The doctor notices the confusion that's probably littered across my face. "I mean… don't overexert yourself. To strengthen your heart and your body, you must exercise – yet you must know your limits."

"News to me. Won't doing physical stuff just endanger me?" From what I heard about my condition, too much physical or emotional stress could prove fatal to me. The doctor purses his lips and averts eye contact once more.

"Well… let's just say…" he hesitates, lets out an exasperated sigh, and stares at me with callous eyes. "If you don't exercise and strengthen yourself, you won't live for much longer."

"… I see." In my six months of imprisonment here in this establishment, the thought of me dying never once crossed my mind. With the doctor's words, the gravity of my whole situation hit me like a sack of bricks.
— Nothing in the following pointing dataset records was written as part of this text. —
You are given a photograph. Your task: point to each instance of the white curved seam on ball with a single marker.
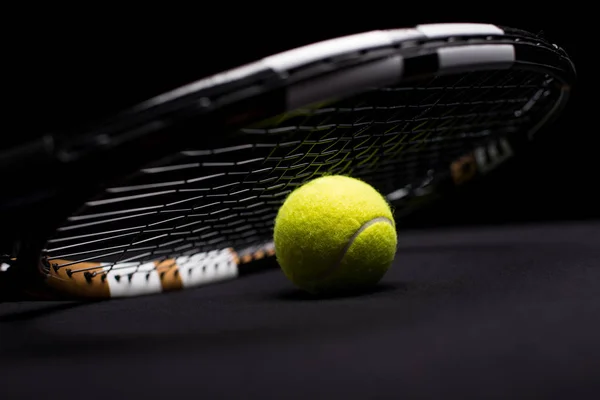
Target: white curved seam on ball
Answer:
(351, 241)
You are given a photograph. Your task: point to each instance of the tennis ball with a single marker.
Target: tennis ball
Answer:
(335, 234)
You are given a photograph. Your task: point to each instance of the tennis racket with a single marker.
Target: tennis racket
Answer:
(182, 190)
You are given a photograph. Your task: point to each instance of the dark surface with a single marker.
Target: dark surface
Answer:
(487, 312)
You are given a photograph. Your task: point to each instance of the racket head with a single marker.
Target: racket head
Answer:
(197, 174)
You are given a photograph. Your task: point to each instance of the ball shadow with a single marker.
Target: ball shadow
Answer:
(301, 295)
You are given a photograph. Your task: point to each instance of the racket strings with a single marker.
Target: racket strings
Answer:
(215, 198)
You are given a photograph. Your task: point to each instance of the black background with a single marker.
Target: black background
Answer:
(502, 312)
(75, 67)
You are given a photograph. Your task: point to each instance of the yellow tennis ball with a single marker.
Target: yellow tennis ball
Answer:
(335, 234)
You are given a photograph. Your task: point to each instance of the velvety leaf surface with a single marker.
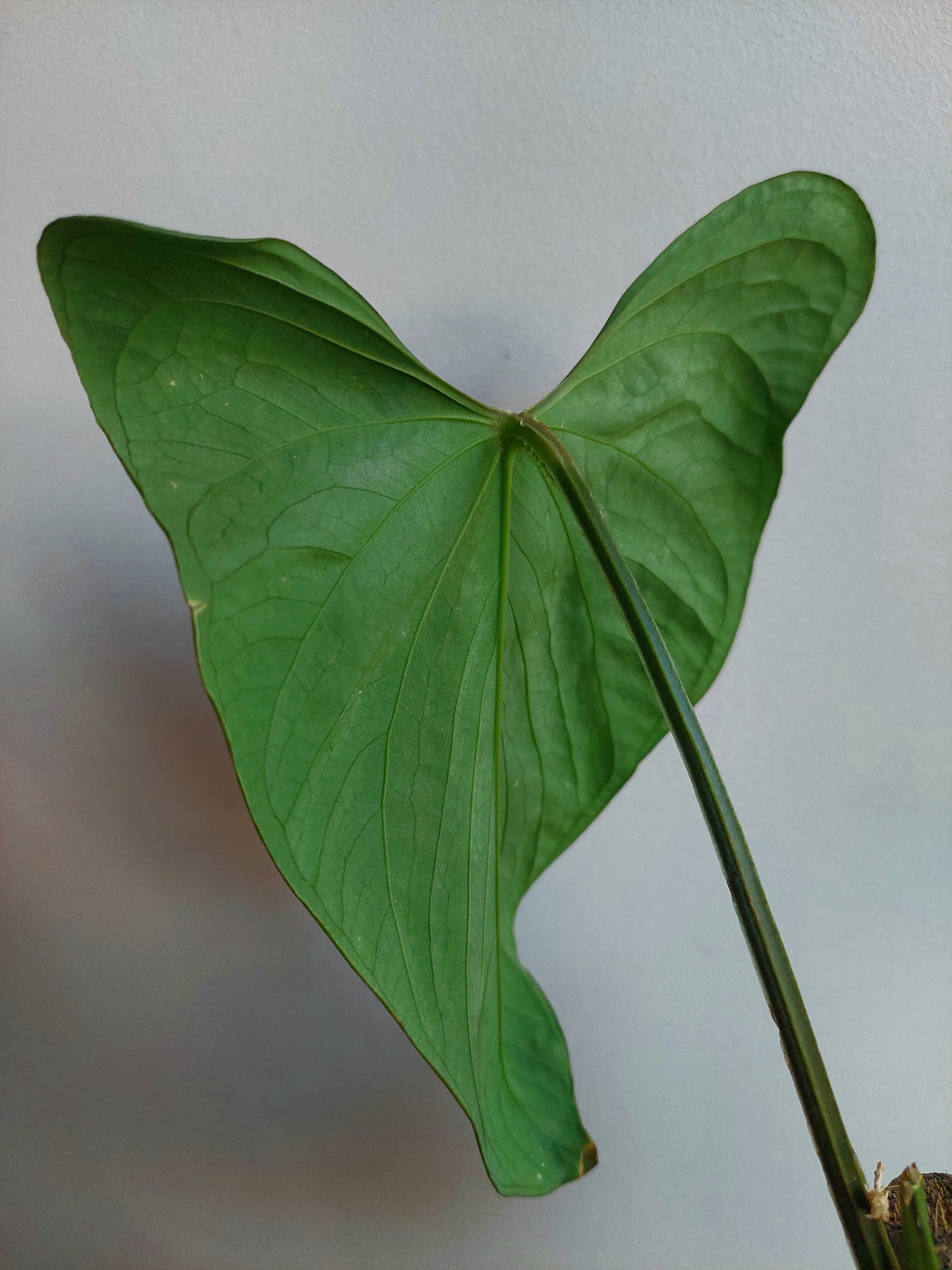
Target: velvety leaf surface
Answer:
(423, 678)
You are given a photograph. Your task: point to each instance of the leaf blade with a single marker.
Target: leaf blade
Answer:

If I do something stupid, I could die. My heart could literally implode inside my chest. I feel my heartbeat nervously, as if checking to see if it sounds normal.

"It's not something you should worry about too much, Roxas." That statement sounds paradoxical to the previous one referring to my untimely death. "Just do some light exercise and take your meds every morning." His reassurances fall on deaf ears as my mind wanders through the worst possible scenarios. When faced with the possibility of death, I'd rather just stay in bed.

"Yeah… I got it…" I murmur a response as I size up my situation. It seems that everything is already set up for me, so there's no way I can back out of this. I guess my situation is so imperative that they had to take me from my old school. Not like I miss any of them. I've long since forgotten about my old classmates after I received one letter from the entire class. A few friends showed up a week after my accident, but the inflow of companionship and sympathy quickly ended. Perhaps there was someone who, deep down in their heart, really worried about me. But as far as I can tell, that's just wishful thinking - which is a shame, because I can think of someone that should have been there for me, or rather, I was expecting to be there with me.

But I guess that shows how much I know.

I cast away those nostalgic feelings of loneliness in order to stay in the present. After all, that's all that matters. Loitering in past issues will leave me ill-prepared for today's tribulations. In a way, I've got a new lease on life. If there's any silver lining to this whole ordeal, it's that I've got a clean new slate. I'm going to a new school with new people, a new environment, and a new place to live…

I guess focusing on the miniscule positives is all I can do at this point.

After all, if I don't, I might just die.